Power training combines elements of both strength and speed, which is why it is often referred to as explosive training. Most power movements are also more technical than standard compound weight lifting movements. The exercises used to develop power are compound exercises like the bench press, squat and deadlift, as well as Olympic lifts like the clean and press, snatch and power clean. Plyometric exercises normally incorporate explosive jumping or bounding-like movements that require good technique and a fair bit of space to execute.
Power training works by stimulating specific patterns of muscle contraction by activating the nervous system to generate as strong a contraction as possible in targeted muscles, and in the shortest amount of time.
A plyometric contraction, for instance, initially involves a rapid muscle lengthening movement (eccentric phase), followed by a short resting phase (amortisation phase), then an explosive muscle shortening movement (concentric phase). This helps to stimulate increases in muscle strength and power, not necessarily muscle growth, but some degree of muscular development will occur. The benefits of these exercises are numerous, as they offer a total-body workout that builds lean muscle and strength, incorporates and strengthens your core stabilisers, boosts your metabolism, burns a great deal of calories – and therefore fat and weight when following a calorie controlled diet – and improves your overall athleticism and performance.
Efficient & Effective
Power training sessions can also be short, often taking just 30 minutes to complete, so they can easily be included into your normal training schedule, once or twice a week. The other benefits of increased strength include the ability to increase your normal workload, the improved structural integrity and load bearing capacity of joints (if proper form and technique is followed). You’ll also find that you have more vigour and vitality in all aspects of your daily life. And because it targets an energy system that is not normally stressed, it is also great for your heart and circulation.

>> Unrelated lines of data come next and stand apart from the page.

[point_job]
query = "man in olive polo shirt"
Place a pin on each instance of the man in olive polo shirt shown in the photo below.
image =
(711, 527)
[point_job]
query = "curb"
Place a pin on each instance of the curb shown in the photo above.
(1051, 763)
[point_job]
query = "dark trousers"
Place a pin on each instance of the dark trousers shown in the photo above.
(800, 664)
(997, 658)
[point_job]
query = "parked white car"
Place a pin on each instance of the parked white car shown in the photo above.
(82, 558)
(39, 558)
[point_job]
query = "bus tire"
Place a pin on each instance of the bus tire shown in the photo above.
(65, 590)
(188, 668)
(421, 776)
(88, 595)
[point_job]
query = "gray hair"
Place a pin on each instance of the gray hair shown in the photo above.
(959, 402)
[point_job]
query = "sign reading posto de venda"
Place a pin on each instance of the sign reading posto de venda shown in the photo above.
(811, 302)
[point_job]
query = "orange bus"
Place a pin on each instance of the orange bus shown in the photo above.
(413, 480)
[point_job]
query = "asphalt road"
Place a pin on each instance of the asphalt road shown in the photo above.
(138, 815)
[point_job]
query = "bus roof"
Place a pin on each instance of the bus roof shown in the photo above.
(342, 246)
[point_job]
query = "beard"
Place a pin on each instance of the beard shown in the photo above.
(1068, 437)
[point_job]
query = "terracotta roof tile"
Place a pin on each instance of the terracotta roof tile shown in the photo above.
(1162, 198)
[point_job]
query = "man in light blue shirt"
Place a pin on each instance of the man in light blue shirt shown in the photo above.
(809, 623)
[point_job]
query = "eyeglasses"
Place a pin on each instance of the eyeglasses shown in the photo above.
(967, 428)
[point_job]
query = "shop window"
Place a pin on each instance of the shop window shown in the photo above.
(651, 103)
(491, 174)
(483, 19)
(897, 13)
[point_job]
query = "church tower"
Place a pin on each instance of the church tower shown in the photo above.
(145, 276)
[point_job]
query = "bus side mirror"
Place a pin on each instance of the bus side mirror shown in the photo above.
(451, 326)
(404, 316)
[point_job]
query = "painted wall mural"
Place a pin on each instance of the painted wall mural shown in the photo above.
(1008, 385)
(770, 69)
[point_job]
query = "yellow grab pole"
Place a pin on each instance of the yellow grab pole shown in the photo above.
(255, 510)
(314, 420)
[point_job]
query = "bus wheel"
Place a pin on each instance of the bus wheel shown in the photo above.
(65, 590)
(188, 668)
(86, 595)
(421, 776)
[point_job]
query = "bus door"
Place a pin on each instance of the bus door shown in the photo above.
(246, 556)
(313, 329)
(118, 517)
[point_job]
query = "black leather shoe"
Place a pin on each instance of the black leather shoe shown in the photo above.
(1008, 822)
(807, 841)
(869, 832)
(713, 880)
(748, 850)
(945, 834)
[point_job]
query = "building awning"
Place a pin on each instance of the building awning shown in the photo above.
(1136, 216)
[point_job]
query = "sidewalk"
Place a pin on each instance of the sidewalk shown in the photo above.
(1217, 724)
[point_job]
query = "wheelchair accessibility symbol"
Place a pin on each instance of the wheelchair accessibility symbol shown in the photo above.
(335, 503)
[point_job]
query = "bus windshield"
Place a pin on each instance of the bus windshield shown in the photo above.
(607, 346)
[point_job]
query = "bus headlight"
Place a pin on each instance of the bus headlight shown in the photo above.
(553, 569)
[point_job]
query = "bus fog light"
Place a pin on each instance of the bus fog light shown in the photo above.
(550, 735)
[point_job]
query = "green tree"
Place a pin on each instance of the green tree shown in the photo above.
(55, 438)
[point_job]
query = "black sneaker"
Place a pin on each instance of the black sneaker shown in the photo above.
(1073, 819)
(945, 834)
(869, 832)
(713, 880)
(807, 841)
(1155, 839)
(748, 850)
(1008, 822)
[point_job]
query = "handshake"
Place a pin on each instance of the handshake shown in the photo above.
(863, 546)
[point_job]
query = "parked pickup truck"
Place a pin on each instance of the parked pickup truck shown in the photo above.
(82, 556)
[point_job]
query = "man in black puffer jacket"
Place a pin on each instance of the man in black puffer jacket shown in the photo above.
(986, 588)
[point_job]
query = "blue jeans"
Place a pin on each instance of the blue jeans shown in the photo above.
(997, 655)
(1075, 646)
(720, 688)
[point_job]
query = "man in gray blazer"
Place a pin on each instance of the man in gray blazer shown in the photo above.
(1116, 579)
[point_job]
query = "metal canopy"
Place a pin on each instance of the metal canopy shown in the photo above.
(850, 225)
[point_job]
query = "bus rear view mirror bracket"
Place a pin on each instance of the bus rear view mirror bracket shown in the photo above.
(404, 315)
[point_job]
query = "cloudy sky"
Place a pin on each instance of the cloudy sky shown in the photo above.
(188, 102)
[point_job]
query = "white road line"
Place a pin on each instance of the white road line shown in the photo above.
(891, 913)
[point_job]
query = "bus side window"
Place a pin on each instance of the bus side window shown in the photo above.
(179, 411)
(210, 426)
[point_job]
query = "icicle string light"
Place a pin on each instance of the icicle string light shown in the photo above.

To incorporate power exercises into your normal training routine, follow these tips:
- First develop a base level of strength and conditioning, especially core strength.
- Become proficient with the core power movements of squats, deadlifts, bench presses and shoulder presses and the more complex Olympic lifts.
- Include an adequate warmup before power training sessions, including cardio, mobility work and a few light warm up lifts.
- Implement the correct amount of rest between sets to ensure you train with maximum power during each set. Rest periods between sets should last at least 90-120 seconds and up to 5 minutes for maximal lifts.